By the end of 2018, only 25 percent of army soldiers eligible opted into the military’s new Blended Retirement System, the lowest of all the armed services, with the opposite end being the Marine Corp, who opted in at 60 percent.
The Blended Retirement System is closer to the standard 401(k) than the 20-year retirement benefit program the military offered prior.
When addressing Congress as to why this might be, Sergeant Major Dan Dailey told Sen. Thom Tillis, the chair of the Armed Services subcommittee on personnel that the overwhelming majority of soldiers said: “I plan to stay 20 years, and I feel as if the traditional retirement system will benefit me better in the future.”
More than half the servicemembers in a recent Army Times poll reported that they planned to serve at least 20 years. Only those with less than 12 years in the service are eligible for the Blended Retirement System, about 800,000 soldiers. This, according to the Dailey is part of the issue, citing that a lot of soldiers are already too advanced in their careers to “capitalize on the full investment of their blended retirement contributions.”
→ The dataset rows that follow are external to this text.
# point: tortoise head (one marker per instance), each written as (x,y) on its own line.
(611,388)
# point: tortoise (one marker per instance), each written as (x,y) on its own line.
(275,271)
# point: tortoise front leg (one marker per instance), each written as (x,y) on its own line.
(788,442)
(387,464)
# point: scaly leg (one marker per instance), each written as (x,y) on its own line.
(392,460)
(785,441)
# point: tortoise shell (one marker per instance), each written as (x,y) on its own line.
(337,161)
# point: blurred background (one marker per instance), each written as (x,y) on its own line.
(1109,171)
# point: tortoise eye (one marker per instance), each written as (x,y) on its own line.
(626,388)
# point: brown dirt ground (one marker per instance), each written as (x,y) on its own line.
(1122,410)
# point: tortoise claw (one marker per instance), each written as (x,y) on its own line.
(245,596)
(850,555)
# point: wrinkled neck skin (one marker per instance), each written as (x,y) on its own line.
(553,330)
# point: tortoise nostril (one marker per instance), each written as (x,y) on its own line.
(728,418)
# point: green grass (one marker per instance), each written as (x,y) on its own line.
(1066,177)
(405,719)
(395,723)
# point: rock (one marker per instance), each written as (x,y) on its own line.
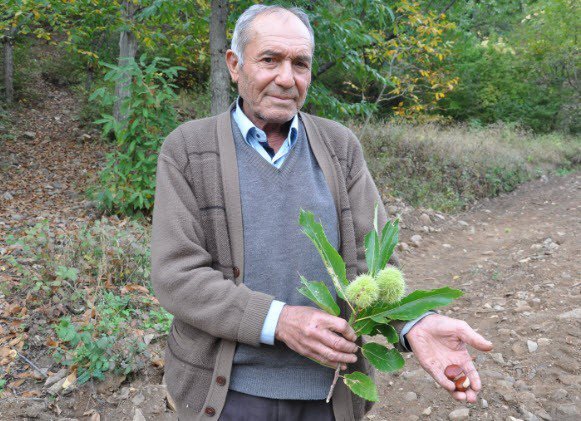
(61,374)
(568,409)
(138,399)
(403,247)
(560,394)
(497,358)
(459,414)
(138,415)
(56,388)
(416,240)
(573,314)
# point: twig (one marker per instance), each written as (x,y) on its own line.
(30,363)
(334,382)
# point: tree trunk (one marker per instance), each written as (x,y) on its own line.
(127,51)
(8,42)
(219,75)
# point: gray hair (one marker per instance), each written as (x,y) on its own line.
(241,35)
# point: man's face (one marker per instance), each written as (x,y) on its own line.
(275,76)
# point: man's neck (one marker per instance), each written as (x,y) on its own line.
(276,133)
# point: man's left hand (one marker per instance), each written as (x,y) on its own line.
(439,341)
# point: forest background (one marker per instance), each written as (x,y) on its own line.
(453,101)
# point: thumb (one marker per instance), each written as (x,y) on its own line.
(475,340)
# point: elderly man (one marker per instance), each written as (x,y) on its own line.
(227,250)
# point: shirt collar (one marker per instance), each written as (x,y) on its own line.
(245,125)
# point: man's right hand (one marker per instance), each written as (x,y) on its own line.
(317,335)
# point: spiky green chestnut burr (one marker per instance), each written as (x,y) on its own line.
(363,291)
(391,285)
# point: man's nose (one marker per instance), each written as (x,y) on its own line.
(285,76)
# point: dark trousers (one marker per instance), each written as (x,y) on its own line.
(243,407)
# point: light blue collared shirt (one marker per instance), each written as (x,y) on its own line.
(257,139)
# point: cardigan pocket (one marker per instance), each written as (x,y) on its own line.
(188,375)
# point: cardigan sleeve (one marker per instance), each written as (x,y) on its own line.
(183,280)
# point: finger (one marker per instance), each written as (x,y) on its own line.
(338,343)
(330,356)
(473,375)
(471,396)
(459,396)
(477,341)
(436,370)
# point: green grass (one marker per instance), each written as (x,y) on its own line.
(448,167)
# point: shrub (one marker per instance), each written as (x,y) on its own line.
(128,180)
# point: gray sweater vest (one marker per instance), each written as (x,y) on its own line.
(275,252)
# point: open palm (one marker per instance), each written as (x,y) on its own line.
(439,341)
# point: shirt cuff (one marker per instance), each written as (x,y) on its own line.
(407,327)
(270,322)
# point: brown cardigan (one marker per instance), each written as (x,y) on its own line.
(197,254)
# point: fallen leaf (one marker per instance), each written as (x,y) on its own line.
(71,378)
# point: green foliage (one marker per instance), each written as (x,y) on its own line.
(98,276)
(129,176)
(391,285)
(448,167)
(368,315)
(95,348)
(362,291)
(361,385)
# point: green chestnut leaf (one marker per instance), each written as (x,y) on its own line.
(361,385)
(383,359)
(319,294)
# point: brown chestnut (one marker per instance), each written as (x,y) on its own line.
(456,374)
(462,384)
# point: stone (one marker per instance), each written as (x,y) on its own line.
(138,415)
(61,374)
(573,314)
(568,409)
(416,240)
(560,394)
(497,358)
(459,414)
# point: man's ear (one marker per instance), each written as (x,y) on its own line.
(232,63)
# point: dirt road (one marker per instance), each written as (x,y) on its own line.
(517,258)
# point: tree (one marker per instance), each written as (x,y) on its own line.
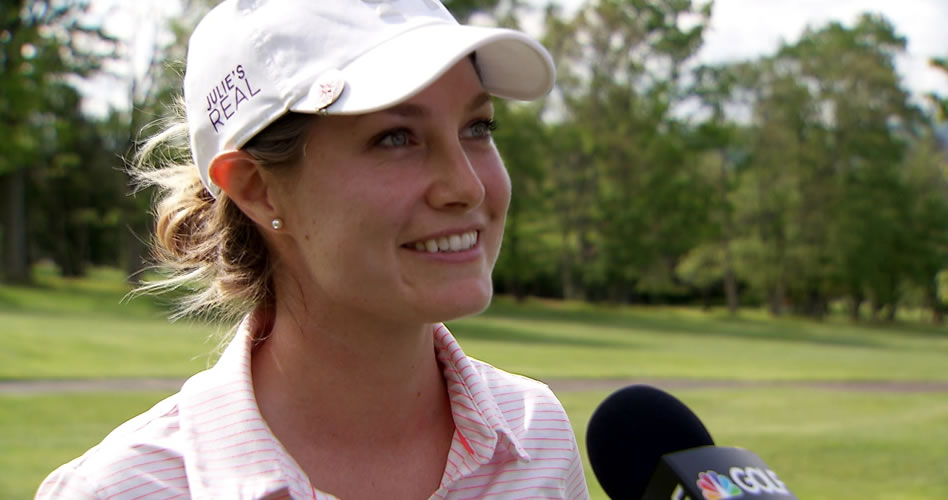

The Thrift Savings Plan, on the other hand, is the traditional retirement plan, with the Department of Defense putting in an automatic 1 percent contribution of a soldier’s pay into it. The soldier can then choose to increase their contribution if they like, and the Defense Department will match up to 4 percent over the course of 26 years. Leaving before 20 years, with this plan, would give all the money saved before then back to the enlistee, which they can then invest in an IRA or other retirement plan, or whatever they choose. If the enlistee stays over the 20-year mark, they get to keep that money and get a monthly benefit in addition to it.
The dealbreaker, for most soldiers, is the speed at which they can access their funds, according to Dailey. Most soldiers are on the younger side, younger than 24, and it could be several decades before they can get to their money without incurring penalties if they retire on the 20-year plan. With the traditional plan, the parameters of their benefits are more clearly defined.
“I think that the soldiers who come in now understand the value of investment,” said Dailey.